Among the transactions involved, the Company sold all of the assets of its pharmaceutical manufacturing subsidiary, Belcher Pharmaceuticals, Inc., plus shares of the Company’s common stock representing approximately 51% of the total outstanding shares of the Company following the closing, to Belcher Pharmaceuticals Acquisition, LLC, a privately held company, in exchange for $3,000,000 in cash and 3,000,000 Class B Membership Units in the acquirer. The acquirer also agreed to assume certain limited liabilities of Belcher.

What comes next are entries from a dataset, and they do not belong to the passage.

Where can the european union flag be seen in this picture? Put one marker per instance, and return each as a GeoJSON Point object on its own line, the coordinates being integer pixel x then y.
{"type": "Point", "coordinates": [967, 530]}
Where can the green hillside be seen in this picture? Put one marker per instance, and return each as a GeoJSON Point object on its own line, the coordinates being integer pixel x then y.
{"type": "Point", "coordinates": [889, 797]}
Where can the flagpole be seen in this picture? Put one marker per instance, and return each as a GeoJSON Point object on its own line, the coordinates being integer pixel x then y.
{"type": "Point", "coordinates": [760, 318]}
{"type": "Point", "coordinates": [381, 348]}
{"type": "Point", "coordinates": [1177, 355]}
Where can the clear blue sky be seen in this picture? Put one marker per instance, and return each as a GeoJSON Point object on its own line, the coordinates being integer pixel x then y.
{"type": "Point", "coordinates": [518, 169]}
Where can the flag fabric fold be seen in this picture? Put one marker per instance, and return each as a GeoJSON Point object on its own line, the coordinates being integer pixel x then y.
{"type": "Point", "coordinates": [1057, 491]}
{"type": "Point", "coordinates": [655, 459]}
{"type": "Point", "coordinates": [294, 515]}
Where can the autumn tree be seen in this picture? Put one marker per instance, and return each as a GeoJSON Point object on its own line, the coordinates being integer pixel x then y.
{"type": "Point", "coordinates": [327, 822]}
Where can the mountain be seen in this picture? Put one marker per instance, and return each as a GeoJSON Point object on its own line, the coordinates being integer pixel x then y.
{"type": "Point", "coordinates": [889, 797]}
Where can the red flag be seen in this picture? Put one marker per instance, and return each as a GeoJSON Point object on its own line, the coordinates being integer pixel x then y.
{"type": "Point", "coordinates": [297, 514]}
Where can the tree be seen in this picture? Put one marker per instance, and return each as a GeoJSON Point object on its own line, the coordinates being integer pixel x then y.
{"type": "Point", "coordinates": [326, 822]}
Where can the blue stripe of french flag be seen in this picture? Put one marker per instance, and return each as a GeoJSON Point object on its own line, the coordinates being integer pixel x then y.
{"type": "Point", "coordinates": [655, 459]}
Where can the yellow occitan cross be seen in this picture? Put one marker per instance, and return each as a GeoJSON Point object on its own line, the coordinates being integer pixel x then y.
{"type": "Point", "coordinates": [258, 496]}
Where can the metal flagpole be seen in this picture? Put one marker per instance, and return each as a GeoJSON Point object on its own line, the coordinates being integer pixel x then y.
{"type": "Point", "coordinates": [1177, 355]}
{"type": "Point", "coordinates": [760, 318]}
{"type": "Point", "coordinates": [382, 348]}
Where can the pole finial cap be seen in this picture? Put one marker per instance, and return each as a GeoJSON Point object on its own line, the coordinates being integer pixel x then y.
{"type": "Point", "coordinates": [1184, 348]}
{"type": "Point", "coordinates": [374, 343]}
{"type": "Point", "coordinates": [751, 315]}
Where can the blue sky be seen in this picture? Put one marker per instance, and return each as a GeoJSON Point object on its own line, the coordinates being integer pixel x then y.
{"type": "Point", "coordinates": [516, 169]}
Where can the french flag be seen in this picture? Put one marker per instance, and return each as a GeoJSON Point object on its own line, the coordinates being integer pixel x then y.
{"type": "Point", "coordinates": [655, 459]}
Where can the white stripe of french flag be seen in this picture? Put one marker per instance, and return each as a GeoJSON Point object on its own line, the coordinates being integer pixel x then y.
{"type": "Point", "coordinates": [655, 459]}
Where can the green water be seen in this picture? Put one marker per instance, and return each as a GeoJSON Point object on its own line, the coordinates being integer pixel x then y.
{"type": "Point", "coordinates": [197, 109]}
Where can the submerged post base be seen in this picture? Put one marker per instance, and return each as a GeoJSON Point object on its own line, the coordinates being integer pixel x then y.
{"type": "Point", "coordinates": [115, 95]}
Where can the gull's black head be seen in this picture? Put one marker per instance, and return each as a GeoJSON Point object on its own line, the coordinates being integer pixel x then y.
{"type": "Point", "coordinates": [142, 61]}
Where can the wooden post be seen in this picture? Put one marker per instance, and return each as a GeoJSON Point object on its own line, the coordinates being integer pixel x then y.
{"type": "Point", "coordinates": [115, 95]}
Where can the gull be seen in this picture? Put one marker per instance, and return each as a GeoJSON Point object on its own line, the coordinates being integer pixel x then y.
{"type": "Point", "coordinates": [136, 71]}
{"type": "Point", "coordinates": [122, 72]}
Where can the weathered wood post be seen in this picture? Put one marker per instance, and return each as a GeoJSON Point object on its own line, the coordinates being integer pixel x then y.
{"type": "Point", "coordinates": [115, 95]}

Of the forgoing cash consideration, the Company applied $2,000,000 to repay its senior secured lender, Whitebox Pharmaceutical Growth Fund, Ltd., who, in exchange for such cash payment, the conveyance of the Company’s headquarters building located at 6950 Bryan Dairy Road, Largo, Florida 33777, a $3,000,000 subordinated note maturing on the fourth anniversary of the closing, and 5,000,000 shares of the Company’s common stock, released the Company from all of its approximate $15 million convertible obligation due to Whitebox.
Additionally, in connection with the forgoing transactions, the Company and Midsummer Investment Ltd., the Company’s primary preferred shareholder, agreed to restructure Midsummer’s preferred shares to eliminate Midsummer’s preferred return of 10% per annum in exchange for a reduction of the price at which Midsummer may convert such preferred shares into common shares, from $1.50 to $0.15, and 2,000,000 shares of the Company’s common stock.
While the forgoing transactions do not provide much working capital to the Company, after applying the forgoing cash proceeds to repay Whitebox, certain other payroll and related obligations and closing costs, the Company believes the transactions will relieve the Company of the significant expenses related to Belcher and its senior credit facility while allowing the Company to focus on its core business: contract manufacturing of dietary health supplements, beauty and cosmetic products, nutriceuticals and other related products. “We are pleased to be back to what we do best,” said Mihir Taneja, the Company’s CEO. “We look forward to continuing to provide excellent service and products to our core customers and believe the Company’s recapitalization and restructuring will allow us to do so.”
Today the Company also filed a current report on Form 8-K with the SEC disclosing additional information with regard to the forgoing transactions.